Wegen eines umstrittenen Schmähgedichts auf den türkischen Präsidenten Recep Tayyip Erdogan hat die Staatsanwaltschaft Mainz nach «Spiegel»-Informationen strafrechtliche Ermittlungen gegen den Satiriker und Moderator Jan Böhmermann eingeleitet.
Wie die Leiterin der Ermittlungsbehörde, Andrea Keller, auf Anfrage bestätigte, sei ein Ermittlungsverfahren wegen Verdachts der Beleidigung von Organen oder Vertreter ausländischer Staaten eingeleitet worden. Der Paragraf 103 des Strafgesetzbuchs sieht im Fall einer Verurteilung eine Haftstrafe von drei Jahren vor.
Zuvor seien «bei der Staatsanwaltschaft Mainz bislang rund 20 Strafanzeigen von Privatpersonen eingegangen», sagte Keller am Mittwoch. «Die bereits eingegangen und mutmasslich noch eingehenden weiteren Anzeigen werden alle in einem Ermittlungsverfahren zusammengeführt und bearbeitet», sagte die Juristin.
Der @neomagazin Hashtag der Woche: #witzefrei
— Jan Böhmermann (@janboehm) 6. April 2016
Bitte fangen Sie NICHT an, den Hashtag zu interpretieren!
.@ZDF-Studio in #Istanbal nach Gedicht von @janboehm auf #Erdogan mit faulen Eiern beworfen: https://t.co/XQnSTLjapO pic.twitter.com/5KYKubglY8
— Robert Klages (@klaro0) 6. April 2016
Auch erste Schritte für das Verfahren sind bereits geplant. «Zur Sicherung der Beweise wird beim ZDF ein Mitschnitt der Sendung angefordert werden», so die Oberstaatsanwältin. Umgehend habe man auch das Bundesjustizministerium unterrichtet, «um zu klären, ob seitens der Türkei bzw. ihres Staatsoberhauptes ein Strafverlangen gestellt wird».

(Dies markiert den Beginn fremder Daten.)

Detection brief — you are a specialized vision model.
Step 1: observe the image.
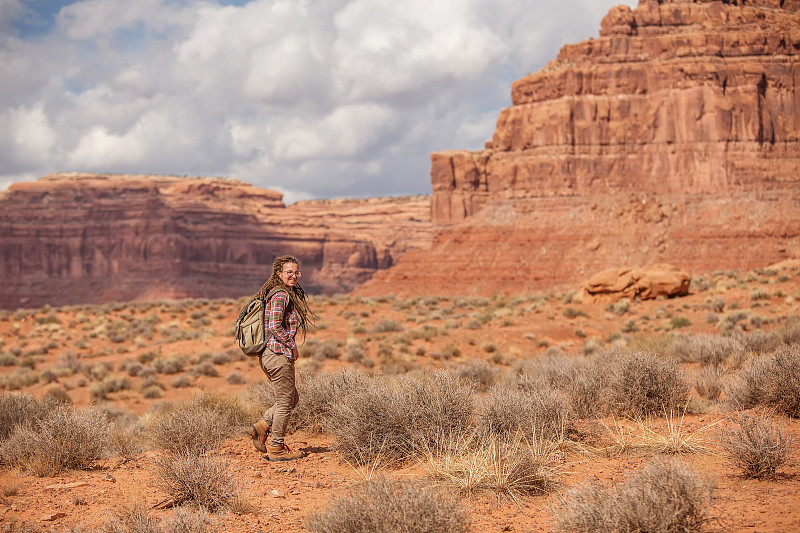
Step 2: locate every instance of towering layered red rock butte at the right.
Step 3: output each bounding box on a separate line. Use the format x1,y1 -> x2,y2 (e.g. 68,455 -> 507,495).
357,0 -> 800,295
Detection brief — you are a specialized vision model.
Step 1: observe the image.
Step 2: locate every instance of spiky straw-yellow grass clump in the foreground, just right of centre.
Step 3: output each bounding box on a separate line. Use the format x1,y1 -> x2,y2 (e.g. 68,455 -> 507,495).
422,430 -> 563,503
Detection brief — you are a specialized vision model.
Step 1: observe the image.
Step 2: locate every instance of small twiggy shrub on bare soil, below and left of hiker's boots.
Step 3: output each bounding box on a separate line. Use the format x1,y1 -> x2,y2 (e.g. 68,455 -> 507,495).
153,451 -> 248,512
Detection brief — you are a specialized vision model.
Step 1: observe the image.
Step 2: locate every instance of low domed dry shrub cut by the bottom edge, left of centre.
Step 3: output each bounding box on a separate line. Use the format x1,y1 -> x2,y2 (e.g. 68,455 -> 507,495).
305,478 -> 469,533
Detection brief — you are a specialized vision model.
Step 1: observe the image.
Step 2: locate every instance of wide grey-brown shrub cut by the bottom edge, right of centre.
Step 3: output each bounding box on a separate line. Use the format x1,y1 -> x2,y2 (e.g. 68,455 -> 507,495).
555,460 -> 713,533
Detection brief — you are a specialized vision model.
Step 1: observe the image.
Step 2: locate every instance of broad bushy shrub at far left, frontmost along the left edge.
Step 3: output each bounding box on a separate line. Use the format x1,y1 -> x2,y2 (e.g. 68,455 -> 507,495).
0,406 -> 111,477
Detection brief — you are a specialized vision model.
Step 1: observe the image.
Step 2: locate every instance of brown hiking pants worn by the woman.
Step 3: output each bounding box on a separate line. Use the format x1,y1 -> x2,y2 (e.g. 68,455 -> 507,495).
261,349 -> 300,446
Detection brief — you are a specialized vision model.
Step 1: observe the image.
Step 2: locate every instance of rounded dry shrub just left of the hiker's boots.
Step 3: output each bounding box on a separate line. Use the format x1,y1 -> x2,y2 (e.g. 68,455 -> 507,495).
145,398 -> 232,453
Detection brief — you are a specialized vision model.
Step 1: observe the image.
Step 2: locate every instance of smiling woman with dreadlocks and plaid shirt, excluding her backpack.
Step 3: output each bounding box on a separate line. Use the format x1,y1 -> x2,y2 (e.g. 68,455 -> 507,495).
249,255 -> 316,461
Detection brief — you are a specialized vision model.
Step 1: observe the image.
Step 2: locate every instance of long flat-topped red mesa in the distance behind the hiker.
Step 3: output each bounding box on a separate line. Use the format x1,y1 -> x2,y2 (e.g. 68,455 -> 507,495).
0,173 -> 431,309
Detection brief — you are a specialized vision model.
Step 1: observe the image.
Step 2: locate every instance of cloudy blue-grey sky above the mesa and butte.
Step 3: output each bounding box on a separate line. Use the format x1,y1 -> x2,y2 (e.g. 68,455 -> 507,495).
0,0 -> 637,203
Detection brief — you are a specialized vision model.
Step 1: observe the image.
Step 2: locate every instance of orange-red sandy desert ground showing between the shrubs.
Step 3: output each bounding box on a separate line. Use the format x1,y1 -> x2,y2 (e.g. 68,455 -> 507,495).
0,264 -> 800,532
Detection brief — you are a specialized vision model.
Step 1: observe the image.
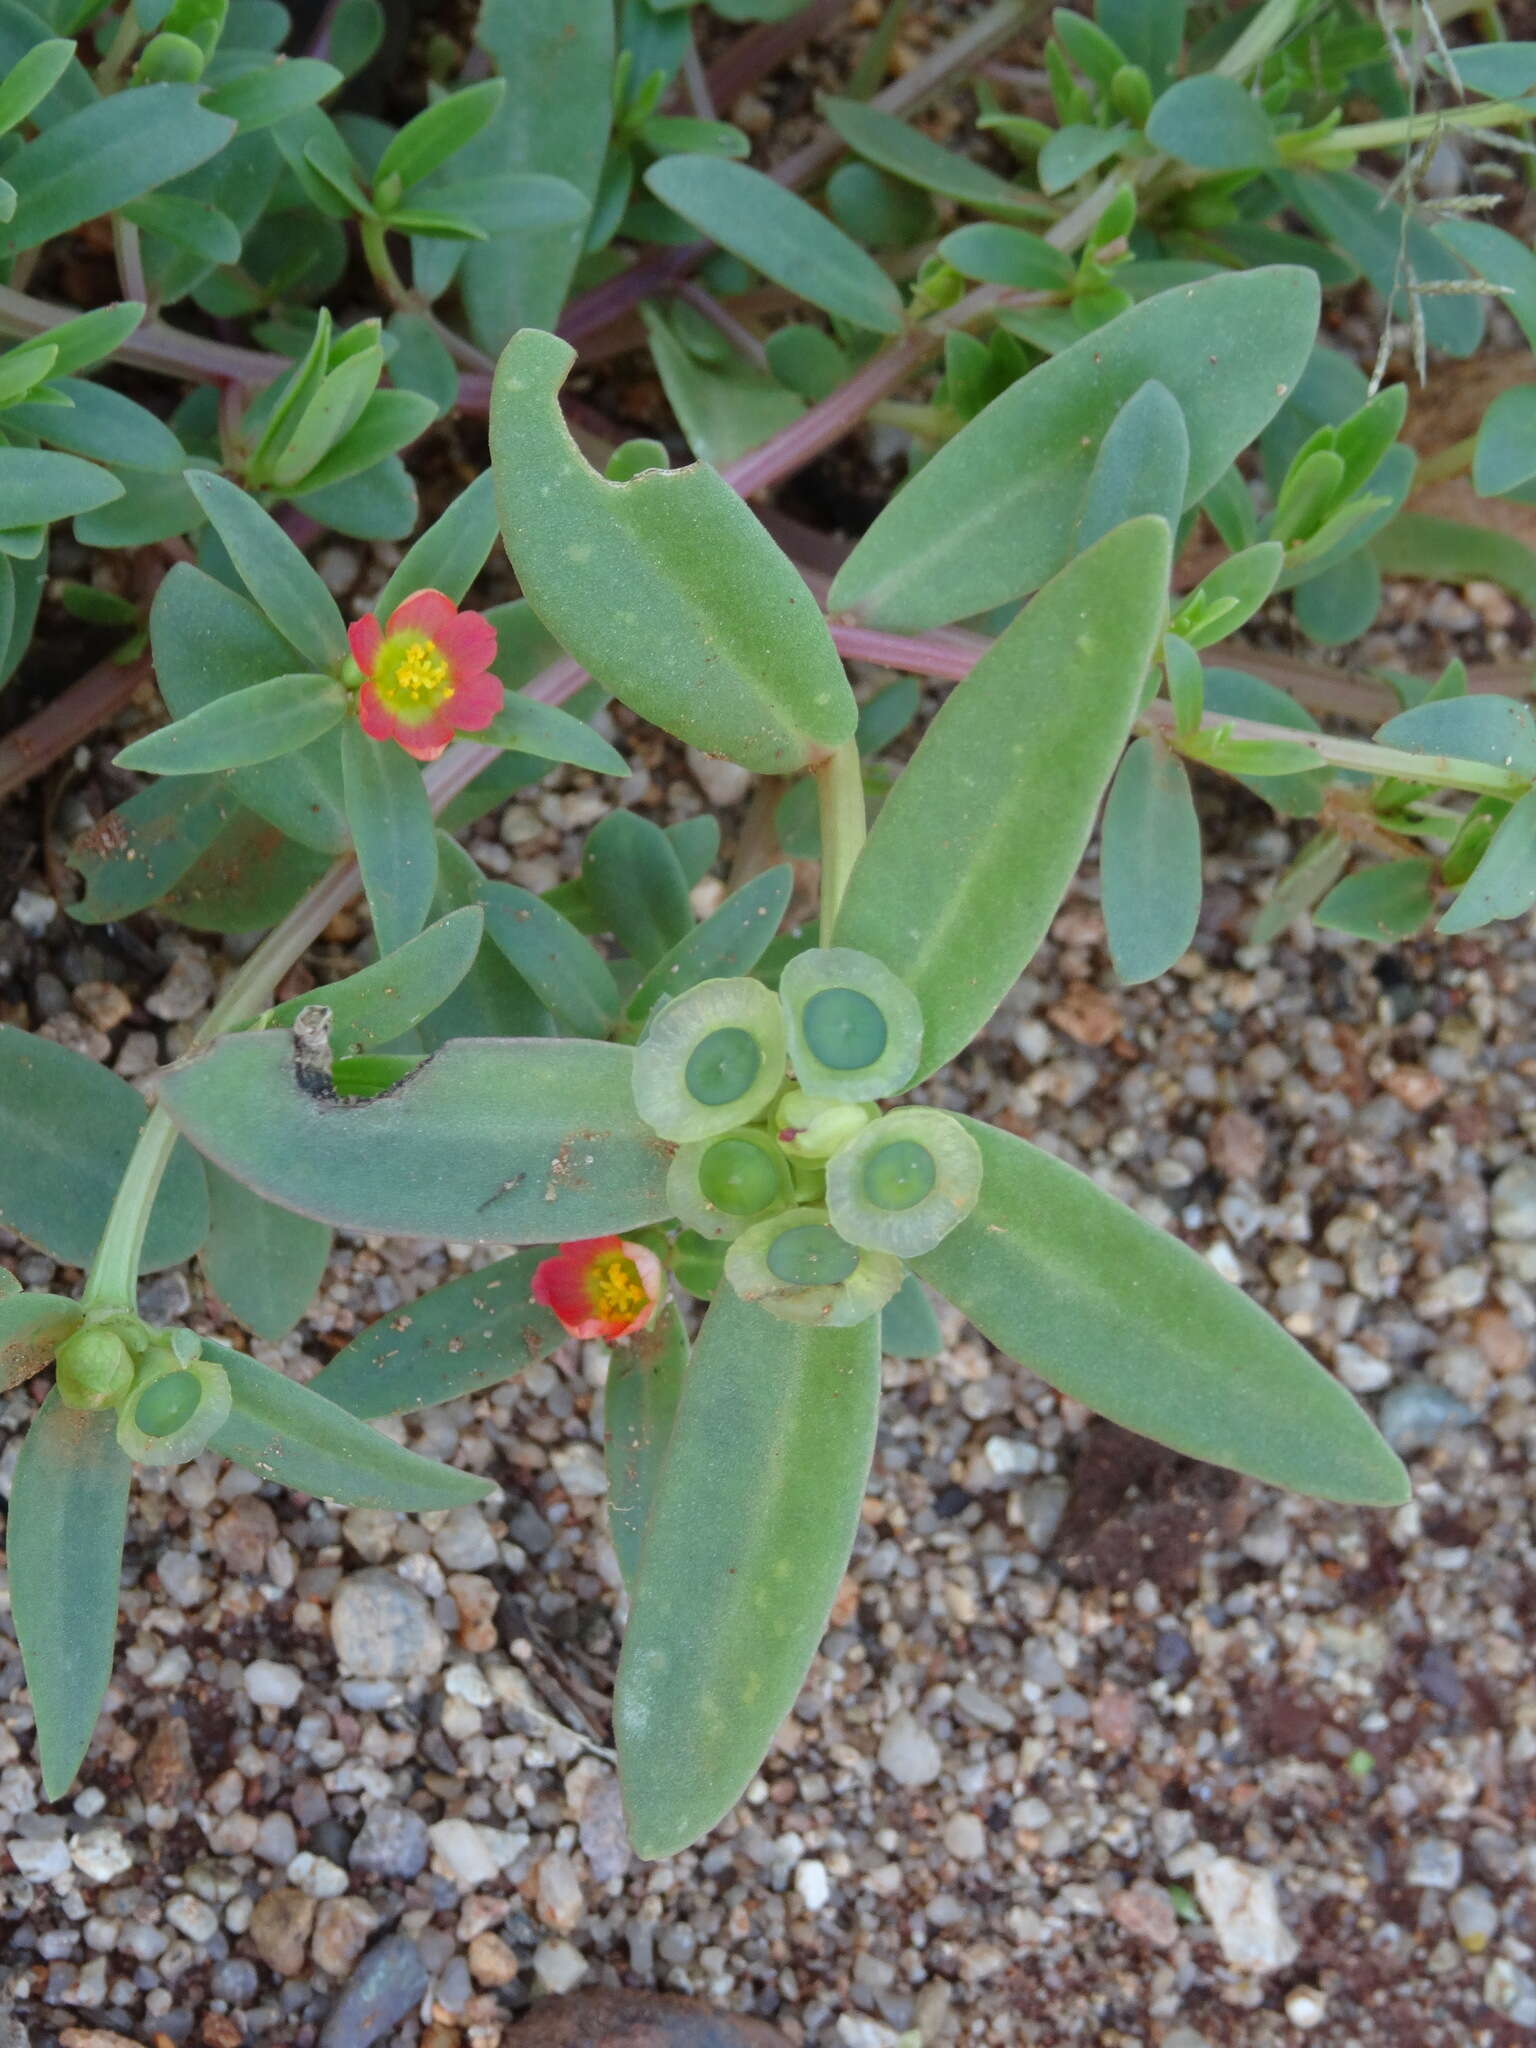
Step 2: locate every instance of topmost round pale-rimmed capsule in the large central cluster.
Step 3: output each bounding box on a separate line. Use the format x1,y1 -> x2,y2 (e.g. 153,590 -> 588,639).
778,946 -> 924,1102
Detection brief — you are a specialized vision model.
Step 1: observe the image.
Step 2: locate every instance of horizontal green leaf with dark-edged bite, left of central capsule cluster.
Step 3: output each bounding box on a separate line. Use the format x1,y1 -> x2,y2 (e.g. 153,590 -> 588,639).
154,1032 -> 672,1245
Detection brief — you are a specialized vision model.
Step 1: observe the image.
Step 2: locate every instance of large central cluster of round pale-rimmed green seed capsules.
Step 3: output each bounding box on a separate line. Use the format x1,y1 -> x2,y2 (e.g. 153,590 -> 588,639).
635,946 -> 981,1329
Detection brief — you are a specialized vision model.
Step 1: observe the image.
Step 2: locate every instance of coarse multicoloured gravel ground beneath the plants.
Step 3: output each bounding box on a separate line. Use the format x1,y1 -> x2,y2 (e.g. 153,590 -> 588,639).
0,643 -> 1536,2048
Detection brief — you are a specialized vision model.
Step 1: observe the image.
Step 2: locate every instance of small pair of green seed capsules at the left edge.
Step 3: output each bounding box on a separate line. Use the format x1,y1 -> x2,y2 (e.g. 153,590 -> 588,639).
55,1309 -> 231,1464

Das Gedicht hatte innerhalb der Bundesregierung in den letzten Tagen für massive Aufregung gesorgt. Laut einem Bericht des «Tagesspiegel» warnten bereits am Sonntag Juristen im Auswärtigen Amt (AA), dass gegen Böhmermann wegen der schmähenden Worte gegen Erdogan ein Strafverfahren wegen Beleidigung eines ausländischen Staatsoberhaupts eingeleitet werden könne.
Demnach hatte das AA am Sonntag, kurz vor einem länger vereinbarten Telefonat zwischen Kanzlerin Angela Merkel und dem türkischen Ministerpräsidenten Ahmet Davutoglu, geprüft, ob die Satire von Böhmermann den Straftatbestand des Paragrafen 103 erfüllen könnte.
Kurz danach telefonierte Merkel mit ihrem türkischen Kollegen. Ihrem Sprecher zufolge waren sich die beiden einig, dass der als eine Art Schmähgedicht vorgetragene Sketch «bewusst verletzend» war und deswegen vom ZDF kurz nach der Ausstrahlung auf der Online-Mediathek gelöscht wurde.
Die direkte Einmischung der Kanzlerin zeigt, wie heikel der Fall mittlerweile für die Regierung ist. Merkels Sprecher betonte in diesem Zusammenhang, die Kanzlerin habe auch auf die geltende Presse- und Meinungsfreiheit hingewiesen. Diese sei aber nicht schrankenlos. Das Schmähgedicht war am 31. März in der Sendung «ZDF Neo Royal» ausgestrahlt worden. Am nächsten Tag entfernte der Sender den Beitrag aus seiner Online-Mediathek, da er "nicht den Ansprüchen der Satire" genüge.
Wie das Verfahren ausgeht, ist kaum abzusehen. Laut Experten erscheint es ziemlich unwahrscheinlich, dass Böhmermann wegen des Schmäh-Gedichts tatsächlich mit einer Freiheitsstrafe rechnen muss. Selbst gegen die Verhängung einer Geldstrafe gibt es demnach viele Argumente. Gleichwohl muss die Staatsanwaltschaft feststellen, ob es sich um eine Beleidigung handelt oder nicht – schon dieser Befund ist politisch brisant.